Delta Lake is simply an open-source protocol for reading and writing files to cloud storage.  

Delta tables offer an open table format that supports Lakehouse architecture. 

 

 

Within Delta Lake you will work with Delta tables. Under the hood, Delta tables store data within a folder directory. Within the directory, data is stored as parquet files, and what Delta adds is delta logs stored as JSON files alongside the parquet files. The Delta logs keep track of all of the transactions on the data (parquet files) and table versions.  

 

The transaction logs provide a wide array of functionality to the Delta table. With the transaction log, we now have the concept of table states, so if you insert, delete or update data in your table, Delta basically adds a transaction (the log file) and your table stays updated and managed. So, with the transaction log you are able to easily get consistent views of your data and you're actually able to travel back in time! 

 

Delta Tables provide a variety of key features in our cloud data lake: 

  • ACID transactions (atomicity, consistency, isolation, and durability) for all operations, allowing multiple users to read and write data concurrently without conflicts.  

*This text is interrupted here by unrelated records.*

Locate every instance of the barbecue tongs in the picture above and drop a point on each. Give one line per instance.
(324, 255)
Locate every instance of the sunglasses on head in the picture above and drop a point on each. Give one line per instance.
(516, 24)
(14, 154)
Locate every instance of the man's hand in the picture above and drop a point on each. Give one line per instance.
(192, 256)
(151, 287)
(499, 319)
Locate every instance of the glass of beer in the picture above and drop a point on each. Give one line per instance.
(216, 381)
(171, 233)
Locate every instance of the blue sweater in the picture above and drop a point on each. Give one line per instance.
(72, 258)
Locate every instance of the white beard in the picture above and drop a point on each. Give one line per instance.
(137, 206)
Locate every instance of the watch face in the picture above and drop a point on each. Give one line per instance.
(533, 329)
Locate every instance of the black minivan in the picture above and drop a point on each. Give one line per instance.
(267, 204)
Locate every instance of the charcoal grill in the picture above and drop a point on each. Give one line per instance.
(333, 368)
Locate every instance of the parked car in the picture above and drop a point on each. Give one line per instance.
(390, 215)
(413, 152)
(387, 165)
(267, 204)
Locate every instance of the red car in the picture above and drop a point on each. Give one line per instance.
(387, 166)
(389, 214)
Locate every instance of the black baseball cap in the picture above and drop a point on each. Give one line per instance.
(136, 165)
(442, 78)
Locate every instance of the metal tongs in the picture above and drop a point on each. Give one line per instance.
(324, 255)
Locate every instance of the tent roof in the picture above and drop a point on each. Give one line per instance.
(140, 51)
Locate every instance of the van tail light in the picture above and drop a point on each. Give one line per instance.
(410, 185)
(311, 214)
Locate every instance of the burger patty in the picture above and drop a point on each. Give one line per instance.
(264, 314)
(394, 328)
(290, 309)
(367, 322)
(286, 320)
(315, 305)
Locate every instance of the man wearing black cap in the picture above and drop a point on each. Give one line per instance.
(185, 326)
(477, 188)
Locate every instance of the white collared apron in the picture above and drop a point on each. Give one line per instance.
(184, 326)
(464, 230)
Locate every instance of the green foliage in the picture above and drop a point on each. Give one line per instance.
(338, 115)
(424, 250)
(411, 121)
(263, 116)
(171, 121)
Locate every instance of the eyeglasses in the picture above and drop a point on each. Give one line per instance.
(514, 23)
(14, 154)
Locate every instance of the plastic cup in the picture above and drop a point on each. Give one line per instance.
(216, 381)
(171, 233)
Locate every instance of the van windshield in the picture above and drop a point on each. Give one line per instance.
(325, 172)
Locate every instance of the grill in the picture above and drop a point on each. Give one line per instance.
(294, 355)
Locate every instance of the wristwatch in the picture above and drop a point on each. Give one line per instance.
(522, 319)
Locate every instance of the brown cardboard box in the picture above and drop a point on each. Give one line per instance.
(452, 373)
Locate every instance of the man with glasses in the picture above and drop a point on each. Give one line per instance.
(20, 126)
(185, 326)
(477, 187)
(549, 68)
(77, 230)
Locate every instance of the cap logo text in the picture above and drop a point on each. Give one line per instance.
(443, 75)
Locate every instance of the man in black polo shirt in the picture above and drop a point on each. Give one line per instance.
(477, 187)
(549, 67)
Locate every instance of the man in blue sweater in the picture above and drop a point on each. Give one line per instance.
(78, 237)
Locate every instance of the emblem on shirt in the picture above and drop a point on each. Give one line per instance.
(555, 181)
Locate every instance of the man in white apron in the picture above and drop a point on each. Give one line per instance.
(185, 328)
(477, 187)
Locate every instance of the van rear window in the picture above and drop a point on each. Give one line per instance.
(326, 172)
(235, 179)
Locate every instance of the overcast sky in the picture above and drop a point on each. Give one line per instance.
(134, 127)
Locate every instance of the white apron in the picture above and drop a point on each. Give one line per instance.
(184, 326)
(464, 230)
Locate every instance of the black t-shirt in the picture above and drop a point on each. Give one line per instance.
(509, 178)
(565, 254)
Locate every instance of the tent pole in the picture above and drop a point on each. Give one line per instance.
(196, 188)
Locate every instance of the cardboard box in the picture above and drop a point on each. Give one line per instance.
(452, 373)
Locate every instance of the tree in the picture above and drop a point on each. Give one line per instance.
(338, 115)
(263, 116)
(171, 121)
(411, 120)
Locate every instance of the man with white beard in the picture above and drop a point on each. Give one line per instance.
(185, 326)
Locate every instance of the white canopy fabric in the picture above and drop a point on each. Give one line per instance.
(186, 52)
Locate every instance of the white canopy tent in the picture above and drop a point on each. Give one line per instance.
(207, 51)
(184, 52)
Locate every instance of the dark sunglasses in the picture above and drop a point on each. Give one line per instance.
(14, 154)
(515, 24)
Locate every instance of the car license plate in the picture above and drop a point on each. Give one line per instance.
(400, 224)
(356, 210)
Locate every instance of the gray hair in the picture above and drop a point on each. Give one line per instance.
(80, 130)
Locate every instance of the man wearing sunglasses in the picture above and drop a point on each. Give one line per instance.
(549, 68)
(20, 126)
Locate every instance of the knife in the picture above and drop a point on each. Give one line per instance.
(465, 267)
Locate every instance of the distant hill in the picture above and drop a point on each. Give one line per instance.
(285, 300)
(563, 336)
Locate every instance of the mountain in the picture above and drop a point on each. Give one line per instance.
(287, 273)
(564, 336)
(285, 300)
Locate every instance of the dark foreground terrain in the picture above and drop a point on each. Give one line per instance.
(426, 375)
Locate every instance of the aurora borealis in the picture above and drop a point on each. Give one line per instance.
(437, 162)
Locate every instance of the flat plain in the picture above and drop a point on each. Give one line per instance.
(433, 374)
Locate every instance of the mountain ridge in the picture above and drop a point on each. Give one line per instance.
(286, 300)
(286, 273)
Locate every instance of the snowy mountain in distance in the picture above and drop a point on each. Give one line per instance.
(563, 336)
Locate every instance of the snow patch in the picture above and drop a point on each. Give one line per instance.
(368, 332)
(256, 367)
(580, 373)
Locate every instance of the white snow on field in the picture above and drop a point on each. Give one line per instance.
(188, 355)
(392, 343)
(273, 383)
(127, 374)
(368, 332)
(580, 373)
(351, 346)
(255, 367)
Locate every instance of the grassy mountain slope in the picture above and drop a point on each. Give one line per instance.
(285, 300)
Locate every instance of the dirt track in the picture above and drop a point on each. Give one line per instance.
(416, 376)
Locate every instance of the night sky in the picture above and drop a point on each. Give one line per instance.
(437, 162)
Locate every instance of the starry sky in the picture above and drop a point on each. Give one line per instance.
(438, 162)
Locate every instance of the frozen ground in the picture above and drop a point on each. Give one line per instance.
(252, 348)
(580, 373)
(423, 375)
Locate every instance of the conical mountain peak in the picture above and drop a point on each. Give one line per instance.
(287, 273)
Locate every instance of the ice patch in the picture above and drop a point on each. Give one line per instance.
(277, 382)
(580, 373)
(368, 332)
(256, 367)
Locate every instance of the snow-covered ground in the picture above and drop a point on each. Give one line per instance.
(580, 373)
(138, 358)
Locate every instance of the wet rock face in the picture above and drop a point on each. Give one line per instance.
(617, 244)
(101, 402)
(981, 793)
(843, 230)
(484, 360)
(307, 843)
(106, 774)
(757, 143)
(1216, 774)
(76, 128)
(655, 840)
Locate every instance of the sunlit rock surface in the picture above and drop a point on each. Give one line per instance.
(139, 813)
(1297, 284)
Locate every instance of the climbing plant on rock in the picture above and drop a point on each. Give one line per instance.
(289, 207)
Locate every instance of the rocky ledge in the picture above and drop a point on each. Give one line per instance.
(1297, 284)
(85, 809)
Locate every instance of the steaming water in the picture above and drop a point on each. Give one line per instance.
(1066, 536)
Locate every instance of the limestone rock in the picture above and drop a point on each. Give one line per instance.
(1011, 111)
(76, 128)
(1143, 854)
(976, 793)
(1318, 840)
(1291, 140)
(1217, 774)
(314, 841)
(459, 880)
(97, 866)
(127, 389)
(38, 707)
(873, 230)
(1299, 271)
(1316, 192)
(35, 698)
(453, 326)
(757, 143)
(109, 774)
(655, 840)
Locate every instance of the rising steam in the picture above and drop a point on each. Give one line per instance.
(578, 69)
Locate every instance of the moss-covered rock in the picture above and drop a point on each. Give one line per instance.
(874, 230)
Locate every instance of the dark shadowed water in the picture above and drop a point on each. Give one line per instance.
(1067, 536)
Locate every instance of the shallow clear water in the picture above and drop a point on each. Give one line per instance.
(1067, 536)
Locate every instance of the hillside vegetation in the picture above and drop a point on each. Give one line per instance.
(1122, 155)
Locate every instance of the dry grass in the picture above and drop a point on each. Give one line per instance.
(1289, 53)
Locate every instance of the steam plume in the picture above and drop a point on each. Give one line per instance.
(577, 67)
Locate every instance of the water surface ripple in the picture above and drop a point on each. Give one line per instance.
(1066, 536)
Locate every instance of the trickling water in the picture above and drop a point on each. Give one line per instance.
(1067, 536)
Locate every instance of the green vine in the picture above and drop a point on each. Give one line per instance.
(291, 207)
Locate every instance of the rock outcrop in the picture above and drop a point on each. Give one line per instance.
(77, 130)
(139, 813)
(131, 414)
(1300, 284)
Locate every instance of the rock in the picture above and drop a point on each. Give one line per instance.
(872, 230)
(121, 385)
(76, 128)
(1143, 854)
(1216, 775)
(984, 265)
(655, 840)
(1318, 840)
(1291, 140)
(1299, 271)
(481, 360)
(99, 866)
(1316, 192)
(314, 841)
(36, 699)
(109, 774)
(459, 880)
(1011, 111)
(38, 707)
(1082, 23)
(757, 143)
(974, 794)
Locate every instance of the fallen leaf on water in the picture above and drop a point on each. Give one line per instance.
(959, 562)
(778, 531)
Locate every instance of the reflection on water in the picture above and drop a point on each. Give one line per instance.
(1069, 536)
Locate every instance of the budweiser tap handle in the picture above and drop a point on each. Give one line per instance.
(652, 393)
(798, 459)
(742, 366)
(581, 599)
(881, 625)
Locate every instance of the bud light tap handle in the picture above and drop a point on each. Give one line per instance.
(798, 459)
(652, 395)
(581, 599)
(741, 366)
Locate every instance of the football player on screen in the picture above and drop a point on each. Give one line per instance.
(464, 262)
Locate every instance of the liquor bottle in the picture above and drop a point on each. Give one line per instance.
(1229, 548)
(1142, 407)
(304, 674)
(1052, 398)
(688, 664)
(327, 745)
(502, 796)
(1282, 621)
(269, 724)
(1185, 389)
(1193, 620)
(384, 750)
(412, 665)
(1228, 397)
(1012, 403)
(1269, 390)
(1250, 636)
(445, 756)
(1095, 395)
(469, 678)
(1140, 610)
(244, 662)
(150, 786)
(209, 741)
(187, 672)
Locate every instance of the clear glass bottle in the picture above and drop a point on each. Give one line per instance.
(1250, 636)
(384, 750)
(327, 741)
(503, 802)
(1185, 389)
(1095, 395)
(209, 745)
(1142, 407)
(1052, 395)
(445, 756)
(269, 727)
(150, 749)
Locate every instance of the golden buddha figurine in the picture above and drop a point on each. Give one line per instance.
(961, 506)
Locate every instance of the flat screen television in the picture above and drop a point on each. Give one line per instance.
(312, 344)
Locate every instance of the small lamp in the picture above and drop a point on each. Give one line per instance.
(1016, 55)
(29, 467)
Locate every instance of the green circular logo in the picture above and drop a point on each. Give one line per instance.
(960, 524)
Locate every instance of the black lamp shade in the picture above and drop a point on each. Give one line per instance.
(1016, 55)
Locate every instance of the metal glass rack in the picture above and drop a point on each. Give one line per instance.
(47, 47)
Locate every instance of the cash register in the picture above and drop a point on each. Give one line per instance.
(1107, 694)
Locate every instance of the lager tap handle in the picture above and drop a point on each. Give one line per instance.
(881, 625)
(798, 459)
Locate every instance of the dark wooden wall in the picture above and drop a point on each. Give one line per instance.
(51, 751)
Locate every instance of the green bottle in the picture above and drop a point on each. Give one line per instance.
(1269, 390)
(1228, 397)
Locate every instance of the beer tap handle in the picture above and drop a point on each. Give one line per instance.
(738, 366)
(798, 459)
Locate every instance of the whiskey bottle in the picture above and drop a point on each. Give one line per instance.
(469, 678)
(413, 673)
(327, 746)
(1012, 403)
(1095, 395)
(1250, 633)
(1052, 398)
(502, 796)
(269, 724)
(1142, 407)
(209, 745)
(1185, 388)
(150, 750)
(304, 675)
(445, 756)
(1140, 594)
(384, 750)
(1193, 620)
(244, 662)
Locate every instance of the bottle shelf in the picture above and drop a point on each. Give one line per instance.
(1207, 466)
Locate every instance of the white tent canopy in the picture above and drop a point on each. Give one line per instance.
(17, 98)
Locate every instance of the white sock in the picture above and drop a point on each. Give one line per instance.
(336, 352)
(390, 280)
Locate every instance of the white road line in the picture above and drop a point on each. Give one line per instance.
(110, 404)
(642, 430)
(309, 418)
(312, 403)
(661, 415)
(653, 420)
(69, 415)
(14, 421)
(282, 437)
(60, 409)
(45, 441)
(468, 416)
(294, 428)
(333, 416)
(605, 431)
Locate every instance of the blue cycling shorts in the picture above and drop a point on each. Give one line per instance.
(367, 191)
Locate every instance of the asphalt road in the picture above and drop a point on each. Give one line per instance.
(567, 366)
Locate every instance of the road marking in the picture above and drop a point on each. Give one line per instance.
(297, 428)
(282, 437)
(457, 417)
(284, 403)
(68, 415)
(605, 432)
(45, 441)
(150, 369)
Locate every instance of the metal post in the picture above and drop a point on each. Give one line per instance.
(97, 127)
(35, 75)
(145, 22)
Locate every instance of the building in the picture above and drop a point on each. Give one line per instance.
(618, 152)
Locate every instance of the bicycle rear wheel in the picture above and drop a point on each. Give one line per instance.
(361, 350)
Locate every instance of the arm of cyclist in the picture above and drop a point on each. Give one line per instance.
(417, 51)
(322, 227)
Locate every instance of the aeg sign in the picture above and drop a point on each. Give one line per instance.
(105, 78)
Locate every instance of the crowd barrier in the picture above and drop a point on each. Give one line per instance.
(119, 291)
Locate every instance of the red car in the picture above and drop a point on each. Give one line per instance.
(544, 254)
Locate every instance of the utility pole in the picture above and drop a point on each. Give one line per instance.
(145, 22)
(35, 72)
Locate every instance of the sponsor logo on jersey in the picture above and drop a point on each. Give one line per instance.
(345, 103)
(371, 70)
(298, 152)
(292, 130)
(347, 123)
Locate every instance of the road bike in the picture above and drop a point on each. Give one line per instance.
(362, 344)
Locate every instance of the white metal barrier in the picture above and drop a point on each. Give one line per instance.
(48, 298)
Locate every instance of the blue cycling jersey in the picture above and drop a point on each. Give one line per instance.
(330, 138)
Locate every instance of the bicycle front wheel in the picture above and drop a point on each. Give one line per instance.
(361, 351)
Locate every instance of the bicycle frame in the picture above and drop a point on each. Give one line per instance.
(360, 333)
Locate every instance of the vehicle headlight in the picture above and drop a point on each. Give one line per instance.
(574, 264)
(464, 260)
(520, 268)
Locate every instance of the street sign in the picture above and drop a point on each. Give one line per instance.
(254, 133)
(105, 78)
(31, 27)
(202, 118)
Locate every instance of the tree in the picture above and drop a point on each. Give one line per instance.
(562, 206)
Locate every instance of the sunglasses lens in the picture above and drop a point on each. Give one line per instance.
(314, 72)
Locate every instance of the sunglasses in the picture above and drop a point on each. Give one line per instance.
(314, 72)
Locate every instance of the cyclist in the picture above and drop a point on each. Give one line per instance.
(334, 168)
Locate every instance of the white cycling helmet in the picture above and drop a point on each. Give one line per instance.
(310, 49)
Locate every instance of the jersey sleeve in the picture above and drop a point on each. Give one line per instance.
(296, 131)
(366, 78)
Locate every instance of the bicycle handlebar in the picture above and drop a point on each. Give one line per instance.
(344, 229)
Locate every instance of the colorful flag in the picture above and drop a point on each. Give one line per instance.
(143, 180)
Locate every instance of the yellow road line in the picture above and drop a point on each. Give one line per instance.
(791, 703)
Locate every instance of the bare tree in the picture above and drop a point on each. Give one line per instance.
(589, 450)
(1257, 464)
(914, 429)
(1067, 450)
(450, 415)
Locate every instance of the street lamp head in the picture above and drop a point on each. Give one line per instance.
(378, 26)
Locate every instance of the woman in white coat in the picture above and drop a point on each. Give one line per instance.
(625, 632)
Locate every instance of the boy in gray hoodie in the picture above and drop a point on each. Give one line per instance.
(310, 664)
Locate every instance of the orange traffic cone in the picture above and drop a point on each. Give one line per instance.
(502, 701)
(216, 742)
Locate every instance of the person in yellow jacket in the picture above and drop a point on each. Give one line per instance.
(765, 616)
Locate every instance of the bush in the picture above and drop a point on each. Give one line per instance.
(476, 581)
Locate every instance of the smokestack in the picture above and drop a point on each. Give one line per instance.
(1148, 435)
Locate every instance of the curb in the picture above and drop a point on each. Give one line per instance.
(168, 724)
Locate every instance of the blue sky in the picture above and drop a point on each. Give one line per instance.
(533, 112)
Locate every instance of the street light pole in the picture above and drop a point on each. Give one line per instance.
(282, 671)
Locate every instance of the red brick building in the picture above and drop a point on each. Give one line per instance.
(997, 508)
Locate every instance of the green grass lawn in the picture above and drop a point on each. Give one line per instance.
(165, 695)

  • Supports Data Manipulation Language (DML) operations such as INSERT, UPDATE, DELETE, and MERGE, enabling flexible data management.  

  • Time travel allows users to query and revert to previous versions of data, facilitating auditing and recovery.  

  • Enforces a defined schema for data integrity while allowing schema evolution, enabling changes to the structure without breaking existing workflows.  

 

Delta Lake also provides many other features like unified batch and streaming  

processing, optimization and performance, and scalability. Delta Lake is also open source!  

 

Medallion (Multi-hop) Architecture 

 

 

 

As you ingest data into your Delta Lake through batch or streaming methods, or both, you can begin processing and transforming your data in Databricks. The goal is to incrementally and progressively improve the structure and quality of data as it moves through each layer: Bronze, Silver and Gold.  

 

It begins with the Bronze layer, the raw data ingestion layer. This layer ingests raw, unprocessed data from various sources 'as is', serving as the foundational storage for all data.  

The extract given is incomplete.